Communiqué de la Confédération paysanne du 12 mars 2026 :Alors que les services de l'Etat étudient une demande de dérogation aux périodes réglementaires de tailles de haies et d'arbres, la Confédération Paysanne de Côte d’Or rappelle les impacts négatifs de ces pratiques à ces périodes sensibles.
Pour la troisième année consécutive, la période pendant laquelle les interventions sont interdites, à savoir entre le 16 mars et le 31 août, pourrait encore être raccourcie. Alors que les oiseaux ou autres chiroptères ont tendance à nicher de plus en plus tôt avec le changement climatique, il est évident que ces dérogations fragiliseront encore l'état de ces populations et de la faune en général.
Les populations d'oiseaux s'écroulent. En France, ce sont particulièrement les oiseaux des milieux agricoles qui sont en déclin prononcé depuis 1930, de l'ordre de 30% en 20 ans pour certaines espèces. Nos pratiques sont directement impactantes : remembrements, destructions de haies, retournements de prairies, drainages, pesticides et vermifuges...
Nous, paysan.ne.s, avons une influence majeure, au-delà même du respect de la loi qui les protège et fixe les modalités de leur protection.
D'un point de vue agricole, nous constatons que les dérèglements climatiques rendent les accès aux terres plus difficiles en hiver et limitent nos possibilités d'intervention (ce qui laisse l'automne pour agir). Cependant, il n’est pas crucial d'entretenir par la taille et le broyage nos haies chaque année, coûte que coûte. Ainsi, au regard du préjudice sur le vivant, nous demandons instamment à l'Etat de ne pas déroger une troisième année consécutive et de conserver les dates réglementaires usuelles d’interdiction d’intervention du 16 mars au 31 août.
Au-delà de notre responsabilité à "protéger pour protéger", nous voulons insister sur l'utilité de cette avifaune pour les agriculteurs et plus largement pour les humains. Ces oiseaux sont pour beaucoup des régulateurs naturels. Des pyrales aux campagnols, des carpocapses aux mulots, les oiseaux sont de véritables régulateurs naturels de ravageurs. Et notamment des vecteurs de maladies de nos élevages, en consommant les moustiques et mouches de vecteurs de la DNC, de la FCO ou encore de la dengue. Des écosystèmes forts nous rendent des services écosystémiques majeurs, directement utiles à nos fermes, à nos productions, à nos revenus.
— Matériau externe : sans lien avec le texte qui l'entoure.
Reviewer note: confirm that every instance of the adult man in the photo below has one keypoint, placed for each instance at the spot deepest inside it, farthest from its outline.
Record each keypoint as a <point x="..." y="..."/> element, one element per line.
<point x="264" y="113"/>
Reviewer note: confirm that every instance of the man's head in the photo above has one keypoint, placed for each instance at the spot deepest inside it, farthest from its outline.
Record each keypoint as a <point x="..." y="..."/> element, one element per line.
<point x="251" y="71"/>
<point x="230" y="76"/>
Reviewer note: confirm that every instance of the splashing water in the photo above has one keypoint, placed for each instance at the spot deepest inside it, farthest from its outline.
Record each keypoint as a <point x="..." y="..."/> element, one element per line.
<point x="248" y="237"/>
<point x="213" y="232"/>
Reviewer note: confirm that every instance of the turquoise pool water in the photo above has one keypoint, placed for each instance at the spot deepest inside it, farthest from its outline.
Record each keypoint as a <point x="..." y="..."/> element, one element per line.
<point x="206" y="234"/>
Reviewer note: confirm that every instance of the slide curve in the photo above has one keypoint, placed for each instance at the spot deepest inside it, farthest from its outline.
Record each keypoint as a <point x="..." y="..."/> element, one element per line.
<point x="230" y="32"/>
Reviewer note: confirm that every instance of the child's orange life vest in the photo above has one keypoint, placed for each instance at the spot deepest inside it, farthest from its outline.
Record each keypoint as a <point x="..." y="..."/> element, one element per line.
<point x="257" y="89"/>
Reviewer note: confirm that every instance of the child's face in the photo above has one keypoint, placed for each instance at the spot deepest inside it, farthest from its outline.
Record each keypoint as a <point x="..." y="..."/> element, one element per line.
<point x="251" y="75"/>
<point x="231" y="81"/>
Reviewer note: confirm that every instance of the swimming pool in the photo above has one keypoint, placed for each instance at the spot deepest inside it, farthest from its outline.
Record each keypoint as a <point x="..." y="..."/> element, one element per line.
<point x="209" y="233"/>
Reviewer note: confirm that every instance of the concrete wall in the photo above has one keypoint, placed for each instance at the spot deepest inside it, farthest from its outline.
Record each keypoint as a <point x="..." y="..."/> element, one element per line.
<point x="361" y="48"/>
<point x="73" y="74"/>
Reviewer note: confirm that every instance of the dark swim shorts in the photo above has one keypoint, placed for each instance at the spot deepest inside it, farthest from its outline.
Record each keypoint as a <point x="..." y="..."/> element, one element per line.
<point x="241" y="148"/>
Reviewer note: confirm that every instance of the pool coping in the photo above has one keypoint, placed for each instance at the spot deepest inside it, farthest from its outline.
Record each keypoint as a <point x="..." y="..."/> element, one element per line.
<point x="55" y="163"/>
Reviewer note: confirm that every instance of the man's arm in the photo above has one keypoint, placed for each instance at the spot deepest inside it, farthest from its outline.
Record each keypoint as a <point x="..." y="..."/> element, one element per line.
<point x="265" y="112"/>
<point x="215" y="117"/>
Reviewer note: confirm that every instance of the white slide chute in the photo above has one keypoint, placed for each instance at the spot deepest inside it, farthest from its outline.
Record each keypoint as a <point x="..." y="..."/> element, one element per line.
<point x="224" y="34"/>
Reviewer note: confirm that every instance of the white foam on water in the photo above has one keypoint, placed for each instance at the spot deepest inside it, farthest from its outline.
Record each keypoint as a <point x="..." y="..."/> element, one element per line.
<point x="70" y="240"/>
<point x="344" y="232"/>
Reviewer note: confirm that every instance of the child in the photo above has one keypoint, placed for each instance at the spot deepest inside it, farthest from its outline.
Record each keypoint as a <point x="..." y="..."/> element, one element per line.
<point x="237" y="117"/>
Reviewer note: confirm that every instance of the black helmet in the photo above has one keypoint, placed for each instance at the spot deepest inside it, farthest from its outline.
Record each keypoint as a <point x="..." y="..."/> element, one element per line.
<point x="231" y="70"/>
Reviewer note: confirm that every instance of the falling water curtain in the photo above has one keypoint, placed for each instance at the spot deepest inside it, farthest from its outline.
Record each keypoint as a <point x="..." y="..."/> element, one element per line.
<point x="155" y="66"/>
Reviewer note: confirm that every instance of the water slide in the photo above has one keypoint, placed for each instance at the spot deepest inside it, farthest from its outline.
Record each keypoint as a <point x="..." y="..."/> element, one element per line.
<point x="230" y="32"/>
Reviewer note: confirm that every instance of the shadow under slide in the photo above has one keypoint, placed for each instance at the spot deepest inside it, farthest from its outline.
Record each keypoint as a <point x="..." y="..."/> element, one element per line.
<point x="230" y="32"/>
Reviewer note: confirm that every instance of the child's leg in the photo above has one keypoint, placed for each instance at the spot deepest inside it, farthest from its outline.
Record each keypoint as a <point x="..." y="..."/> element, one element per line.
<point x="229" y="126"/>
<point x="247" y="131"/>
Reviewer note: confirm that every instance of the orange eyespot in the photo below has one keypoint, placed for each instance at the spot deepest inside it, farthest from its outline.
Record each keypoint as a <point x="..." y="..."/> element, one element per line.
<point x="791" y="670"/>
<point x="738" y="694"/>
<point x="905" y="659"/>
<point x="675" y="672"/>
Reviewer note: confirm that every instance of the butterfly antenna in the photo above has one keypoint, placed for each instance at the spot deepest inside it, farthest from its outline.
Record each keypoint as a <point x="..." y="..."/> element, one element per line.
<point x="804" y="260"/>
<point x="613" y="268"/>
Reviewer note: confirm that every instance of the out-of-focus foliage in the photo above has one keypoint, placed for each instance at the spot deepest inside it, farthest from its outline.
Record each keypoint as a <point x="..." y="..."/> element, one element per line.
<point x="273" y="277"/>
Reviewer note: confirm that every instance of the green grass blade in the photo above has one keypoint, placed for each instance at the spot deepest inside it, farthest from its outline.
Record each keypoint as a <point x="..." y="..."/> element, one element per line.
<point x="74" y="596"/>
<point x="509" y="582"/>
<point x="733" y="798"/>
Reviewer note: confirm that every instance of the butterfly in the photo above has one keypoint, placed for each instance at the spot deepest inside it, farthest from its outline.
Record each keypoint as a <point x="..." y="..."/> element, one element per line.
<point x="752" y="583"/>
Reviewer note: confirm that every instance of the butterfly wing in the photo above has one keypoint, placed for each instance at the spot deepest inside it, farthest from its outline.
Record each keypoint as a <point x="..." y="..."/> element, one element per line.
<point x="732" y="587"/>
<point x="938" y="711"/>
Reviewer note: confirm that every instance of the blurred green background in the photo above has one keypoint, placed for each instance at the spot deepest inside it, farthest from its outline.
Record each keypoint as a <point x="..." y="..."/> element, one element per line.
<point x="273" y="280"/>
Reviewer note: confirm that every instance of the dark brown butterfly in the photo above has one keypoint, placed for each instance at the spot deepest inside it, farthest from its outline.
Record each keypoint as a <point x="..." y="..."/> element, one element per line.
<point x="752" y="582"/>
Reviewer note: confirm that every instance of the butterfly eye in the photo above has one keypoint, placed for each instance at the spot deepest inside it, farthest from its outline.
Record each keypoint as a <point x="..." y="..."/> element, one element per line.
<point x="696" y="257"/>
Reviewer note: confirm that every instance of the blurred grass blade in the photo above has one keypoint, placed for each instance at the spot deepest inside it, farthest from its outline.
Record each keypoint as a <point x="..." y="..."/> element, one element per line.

Mais au-delà des dates d'entretien des haies, le sujet doit être élargi. 70 % des haies ont disparu en France depuis l'apogée du bocage en 1930, soit l’équivalent de 2 millions de km ou de 50 fois le tour du monde. Le rythme de disparition est estimé à 23 500 km/an entre 2017 et 2021, programmes de plantation compris, soit une perte six fois supérieure au linéaire replanté chaque année. Ce rythme a doublé comparé à la période 2006-2014. Le remplacement de haies détruites par des haies jeunes ou l'entretien excessif des haies (taillées trop souvent, taillées trop fines ou trop basses) limitent fortement leurs fonctionnalités écologiques.
Notre syndicat exprime son inquiétude face à la simplification réglementaire de la gestion des haies dont le décret est annoncé cette année et les dérives possibles face aux pressions. Les haies constituent un patrimoine paysager, naturel et culturel commun, dont la destruction dépasse la seule instruction administrative et ne sont pas remplaçables par de seuls linéaires plantés.
Nous souhaitons que la chambre d'agriculture et les organismes professionnels compétents continuent à accompagner les changements de pratiques au plus près des agriculteurs : plantations des haies, formations sur l'entretien des haies, recherches et applications sur les luttes intégrées...
Nous encourageons la diffusion de ces savoirs scientifiques qui favorisent l'évolution des mentalités et pratiques.
Le projet d'Agriculture paysanne, soutenu par la Confédération paysanne, intègre dans ses fondements la nécessité de travailler avec la nature, le vivant. Nous devons reconnaître et intégrer les services écosystémiques que représentent pour nous les éléments paysagers naturels et la biodiversité de nos campagnes. Il est de notre devoir mais aussi de notre intérêt de prendre soin de l'avifaune de nos milieux agricoles et de leurs habitats. C'est pour cela que nous demandons à chaque agriculteur, si la dérogation venait à être autorisée, de ne plus intervenir malgré tout sauf impératifs majeurs.